0x2318D2 & 0xFF = 0xD2 //The blue value

If we present the values as binary, we can perhaps better see the masking at work.

0b0010_0011_0001_1000_1101_0010 & 0b1111_1111 = 0b1101_0010 //The blue value

The 0xFF mask lets us extract the last eight binary digits from the original number. Note that the underscore is included for human readability only. The compiler ignores it.

An Example

Perhaps a character in my game can be wearing a necklace and sporting a hat and carrying a ball of yarn. The way that I draw the character will change based on which of these properties is true and any combination of the properties can be true. One way we might think of representing this would be to add a boolean var for each of the different accessories.

var isWearingAHat: Bool
var isWearingANecklace: Bool
var hasSomeYarn: Bool

This is readable, and as I generate the image, I can check each value to determine if we are going to show the accessory. However, with this approach I might sometimes run into some difficulty. If I am storing these values in a Core Data or other back end storage, I have to update the schema for that storage each time I decide to add a new accessory to the mix. So adding a toy mouse will require changes in our object and in the back end storage.

var isWearingAHat: Bool
var isWearingANecklace: Bool
var hasSomeYarn: Bool
var hasToyMouse: Bool

However, if we take a bitwise approach, then all of the accessories can be stored in a single Int variable and adding a new accessory is just a matter of adding another digit to the binary representation of the variable.

var accessories: Int

The perceptive reader will have already noted that we might want to do both: keep the booleans split apart in our object for readablity and encode them into an Int value for storage.

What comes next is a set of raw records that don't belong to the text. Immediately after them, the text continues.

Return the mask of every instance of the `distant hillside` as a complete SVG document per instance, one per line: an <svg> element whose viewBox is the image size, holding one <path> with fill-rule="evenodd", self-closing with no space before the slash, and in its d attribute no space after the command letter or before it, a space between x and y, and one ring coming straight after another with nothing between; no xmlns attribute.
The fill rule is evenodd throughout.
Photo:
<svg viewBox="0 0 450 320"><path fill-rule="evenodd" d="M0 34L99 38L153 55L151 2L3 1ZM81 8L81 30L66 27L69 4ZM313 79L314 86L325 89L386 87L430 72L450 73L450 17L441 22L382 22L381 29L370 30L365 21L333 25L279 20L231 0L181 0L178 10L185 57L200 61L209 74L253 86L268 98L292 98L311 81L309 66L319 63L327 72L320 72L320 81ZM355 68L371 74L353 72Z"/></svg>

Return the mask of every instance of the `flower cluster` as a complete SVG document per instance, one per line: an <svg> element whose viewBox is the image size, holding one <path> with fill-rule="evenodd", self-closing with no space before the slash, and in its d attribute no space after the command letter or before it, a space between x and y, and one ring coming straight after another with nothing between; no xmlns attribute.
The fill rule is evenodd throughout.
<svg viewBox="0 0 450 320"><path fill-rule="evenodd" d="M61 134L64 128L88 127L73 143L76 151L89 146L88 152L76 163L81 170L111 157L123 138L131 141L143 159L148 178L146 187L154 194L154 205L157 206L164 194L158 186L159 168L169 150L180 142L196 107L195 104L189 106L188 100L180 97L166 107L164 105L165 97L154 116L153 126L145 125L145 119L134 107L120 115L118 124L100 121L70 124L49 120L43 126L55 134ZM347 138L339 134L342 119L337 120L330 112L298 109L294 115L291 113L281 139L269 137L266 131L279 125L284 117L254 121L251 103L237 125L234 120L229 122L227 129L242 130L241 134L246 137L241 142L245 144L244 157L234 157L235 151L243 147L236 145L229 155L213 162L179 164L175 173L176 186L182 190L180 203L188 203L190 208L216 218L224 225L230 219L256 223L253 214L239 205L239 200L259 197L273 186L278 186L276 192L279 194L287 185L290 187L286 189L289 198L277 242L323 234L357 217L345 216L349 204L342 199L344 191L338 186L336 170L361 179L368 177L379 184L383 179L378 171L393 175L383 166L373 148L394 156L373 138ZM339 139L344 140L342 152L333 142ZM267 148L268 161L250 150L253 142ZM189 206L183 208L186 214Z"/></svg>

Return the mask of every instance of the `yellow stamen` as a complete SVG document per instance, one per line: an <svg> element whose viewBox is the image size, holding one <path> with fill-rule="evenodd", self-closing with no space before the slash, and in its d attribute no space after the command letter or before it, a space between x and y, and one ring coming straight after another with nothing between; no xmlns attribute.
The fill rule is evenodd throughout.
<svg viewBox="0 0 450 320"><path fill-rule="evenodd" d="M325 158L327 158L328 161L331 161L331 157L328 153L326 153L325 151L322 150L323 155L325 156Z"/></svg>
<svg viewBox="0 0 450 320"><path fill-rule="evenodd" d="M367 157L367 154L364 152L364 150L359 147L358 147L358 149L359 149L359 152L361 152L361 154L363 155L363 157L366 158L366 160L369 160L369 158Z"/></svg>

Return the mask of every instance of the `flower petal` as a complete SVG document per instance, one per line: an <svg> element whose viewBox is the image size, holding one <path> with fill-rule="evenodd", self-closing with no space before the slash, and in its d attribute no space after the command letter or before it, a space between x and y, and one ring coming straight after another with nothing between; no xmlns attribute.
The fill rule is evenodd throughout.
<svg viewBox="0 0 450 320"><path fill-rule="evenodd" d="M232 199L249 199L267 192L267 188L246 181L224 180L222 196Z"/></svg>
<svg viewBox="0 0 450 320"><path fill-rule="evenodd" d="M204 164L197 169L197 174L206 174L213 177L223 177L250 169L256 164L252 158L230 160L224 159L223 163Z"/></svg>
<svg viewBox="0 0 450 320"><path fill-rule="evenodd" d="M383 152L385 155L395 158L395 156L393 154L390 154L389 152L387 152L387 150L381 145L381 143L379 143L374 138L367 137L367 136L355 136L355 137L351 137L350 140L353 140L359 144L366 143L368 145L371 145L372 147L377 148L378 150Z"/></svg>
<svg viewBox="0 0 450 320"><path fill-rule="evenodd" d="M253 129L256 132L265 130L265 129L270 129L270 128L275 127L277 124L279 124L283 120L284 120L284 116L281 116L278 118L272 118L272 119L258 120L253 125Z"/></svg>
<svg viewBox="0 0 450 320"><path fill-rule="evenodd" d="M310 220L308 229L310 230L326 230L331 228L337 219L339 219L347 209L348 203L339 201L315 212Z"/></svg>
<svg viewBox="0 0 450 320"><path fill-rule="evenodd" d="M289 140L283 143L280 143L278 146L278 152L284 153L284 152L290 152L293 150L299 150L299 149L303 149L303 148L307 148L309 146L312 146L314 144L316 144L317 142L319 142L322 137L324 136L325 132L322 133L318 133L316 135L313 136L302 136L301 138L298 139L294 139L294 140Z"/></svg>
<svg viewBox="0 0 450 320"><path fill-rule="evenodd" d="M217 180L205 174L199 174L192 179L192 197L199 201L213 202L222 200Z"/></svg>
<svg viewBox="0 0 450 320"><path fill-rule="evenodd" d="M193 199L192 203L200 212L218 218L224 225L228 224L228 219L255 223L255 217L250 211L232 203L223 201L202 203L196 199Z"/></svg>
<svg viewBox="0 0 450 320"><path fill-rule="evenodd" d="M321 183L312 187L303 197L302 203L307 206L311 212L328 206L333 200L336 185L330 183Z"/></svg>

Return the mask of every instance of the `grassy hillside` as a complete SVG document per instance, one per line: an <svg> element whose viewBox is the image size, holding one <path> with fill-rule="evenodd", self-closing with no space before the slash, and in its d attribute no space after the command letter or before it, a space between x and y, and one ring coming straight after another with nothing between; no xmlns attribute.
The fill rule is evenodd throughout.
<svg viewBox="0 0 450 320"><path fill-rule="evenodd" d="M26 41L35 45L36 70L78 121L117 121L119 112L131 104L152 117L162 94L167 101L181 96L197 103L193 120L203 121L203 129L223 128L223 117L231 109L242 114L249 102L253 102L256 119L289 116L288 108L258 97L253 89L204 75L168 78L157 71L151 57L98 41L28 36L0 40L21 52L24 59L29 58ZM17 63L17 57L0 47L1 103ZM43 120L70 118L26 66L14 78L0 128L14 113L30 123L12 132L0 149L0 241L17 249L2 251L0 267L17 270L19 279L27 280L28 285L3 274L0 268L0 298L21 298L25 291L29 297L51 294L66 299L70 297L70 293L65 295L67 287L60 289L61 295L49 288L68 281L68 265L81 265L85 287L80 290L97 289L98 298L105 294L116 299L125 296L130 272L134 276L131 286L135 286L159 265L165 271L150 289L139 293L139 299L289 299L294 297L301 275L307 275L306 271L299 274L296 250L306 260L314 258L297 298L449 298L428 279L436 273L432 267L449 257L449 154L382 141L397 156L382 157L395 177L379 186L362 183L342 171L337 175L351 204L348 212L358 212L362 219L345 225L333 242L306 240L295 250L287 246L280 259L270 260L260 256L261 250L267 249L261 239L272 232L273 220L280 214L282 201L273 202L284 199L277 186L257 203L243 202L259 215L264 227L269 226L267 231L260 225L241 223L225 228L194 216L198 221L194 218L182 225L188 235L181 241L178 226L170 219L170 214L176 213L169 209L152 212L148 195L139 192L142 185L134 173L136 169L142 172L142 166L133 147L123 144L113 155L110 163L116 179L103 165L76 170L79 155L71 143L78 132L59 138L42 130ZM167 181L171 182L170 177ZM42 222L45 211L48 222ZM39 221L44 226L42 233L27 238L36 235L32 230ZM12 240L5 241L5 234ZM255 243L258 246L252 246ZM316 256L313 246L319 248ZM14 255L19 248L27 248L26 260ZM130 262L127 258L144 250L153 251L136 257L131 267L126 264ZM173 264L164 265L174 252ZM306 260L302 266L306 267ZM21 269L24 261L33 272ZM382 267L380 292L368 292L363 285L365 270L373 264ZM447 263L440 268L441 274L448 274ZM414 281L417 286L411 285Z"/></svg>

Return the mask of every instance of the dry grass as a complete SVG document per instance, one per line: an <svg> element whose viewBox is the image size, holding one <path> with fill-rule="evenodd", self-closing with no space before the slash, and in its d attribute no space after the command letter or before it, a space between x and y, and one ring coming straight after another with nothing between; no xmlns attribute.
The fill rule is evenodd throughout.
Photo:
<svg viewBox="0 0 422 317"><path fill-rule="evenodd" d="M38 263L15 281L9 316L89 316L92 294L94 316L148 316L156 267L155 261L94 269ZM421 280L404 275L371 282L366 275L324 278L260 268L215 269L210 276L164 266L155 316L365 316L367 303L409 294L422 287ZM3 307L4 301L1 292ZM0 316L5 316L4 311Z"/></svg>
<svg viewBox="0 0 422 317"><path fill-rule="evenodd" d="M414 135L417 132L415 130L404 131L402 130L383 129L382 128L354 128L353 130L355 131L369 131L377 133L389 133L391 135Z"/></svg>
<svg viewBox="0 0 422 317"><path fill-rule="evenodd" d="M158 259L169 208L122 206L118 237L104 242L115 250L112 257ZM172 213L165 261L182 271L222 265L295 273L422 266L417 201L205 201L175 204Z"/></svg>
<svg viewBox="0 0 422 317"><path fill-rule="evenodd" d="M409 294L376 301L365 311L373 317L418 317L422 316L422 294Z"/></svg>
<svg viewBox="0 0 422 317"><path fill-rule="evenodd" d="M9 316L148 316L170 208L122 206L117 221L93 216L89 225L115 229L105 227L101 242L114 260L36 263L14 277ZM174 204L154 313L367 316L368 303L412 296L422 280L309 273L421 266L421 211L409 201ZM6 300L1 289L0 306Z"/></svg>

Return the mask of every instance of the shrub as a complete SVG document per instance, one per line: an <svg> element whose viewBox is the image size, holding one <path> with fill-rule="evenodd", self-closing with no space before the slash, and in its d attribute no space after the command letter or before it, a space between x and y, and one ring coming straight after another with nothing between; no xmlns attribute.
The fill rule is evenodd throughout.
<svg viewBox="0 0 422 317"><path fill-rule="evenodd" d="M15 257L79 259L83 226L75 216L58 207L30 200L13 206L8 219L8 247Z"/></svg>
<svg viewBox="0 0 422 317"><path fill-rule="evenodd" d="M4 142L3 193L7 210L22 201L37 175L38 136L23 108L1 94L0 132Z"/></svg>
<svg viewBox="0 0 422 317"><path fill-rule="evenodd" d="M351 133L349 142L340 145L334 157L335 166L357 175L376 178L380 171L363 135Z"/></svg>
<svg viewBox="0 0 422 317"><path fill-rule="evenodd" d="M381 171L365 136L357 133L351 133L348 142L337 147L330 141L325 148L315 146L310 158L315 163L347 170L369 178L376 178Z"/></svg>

We can create a bitmask for each of the accessories and then use that to query the accessories variable to determine if that digit in the binary representation is a 1 or a 0.

let hatMask = 0b1
let necklaceMask = 0b10
let yarnMask = 0b100
let mouseMask = 0b1000

Now our code for determining what to draw might look like this:

var accessories = 0b1011 //hat, necklace and mouse; but not yarn
if accessories & mouseMask == mouseMask {
    //add the mouse to the image

if accessories & hatMask == hatMask {
    //add the hat to the image

if accessories & yarnMask == yarnMask {
    //add the yarn to the image

if accessories & necklaceMask == necklaceMask {
    //add the necklace to the image

Bit Shifting

Just as the & operator lets us deal with individual digits (or bits!) of the binary representation of a value, we can use the >> operator to alter the binary representation. The right shift operator will move all of the bits of a binary number to the right and allow some of them to be pushed off the end. The right shift operator takes a value to represent how many shifts to the right occur.

0b101010 >> 1 = 0b10101 //42 >> 1 = 21
0b101010 >> 2 = 0b1010  //42 >> 2 = 10

A nifty parlor trick is that >> 1 is the same as dividing the integer by two. If you ever need to obfuscate some code to annoy other members of the team, just use bit shifting instead of dividing by two (or multiples of two).

There is also a left shift operator << that shifts all of the bits in the binary number to the left by a specified number of digits and pads with zeros. Extending the parlor trick above, you can multiply by two.

0b101010 << 1 = 0b10101 //42 << 1 = 84
0b101010 << 2 = 0b1010  //42 << 2 = 168

Returning to our example with UIColor you might have noticed that we cannot simply use masking to get the red and green values out of the hex representation cleanly.

0x2318D2 & 0xFF00 = 0x1800 //Not the green value
0x2318D2 & 0xFF0000 = 0x230000 //Not the red value

But, combining bit masking and bit shifting will let us extract whatever digits we want from the original value.

(0x2318D2 >> 8) & 0xFF = 0x18 //The green value
(0x2318D2 >> 16) & 0xFF = 0x23 //The red value

Remember that each hexadecimal digit is represented by four bits; which is why we shift by 8 and 16 instead of by 2 and 4. I’ve experimented with representing the shift using a non decimal value (like 0b1000 or 0b10000 or 0x10) but I just wind up confusing myself.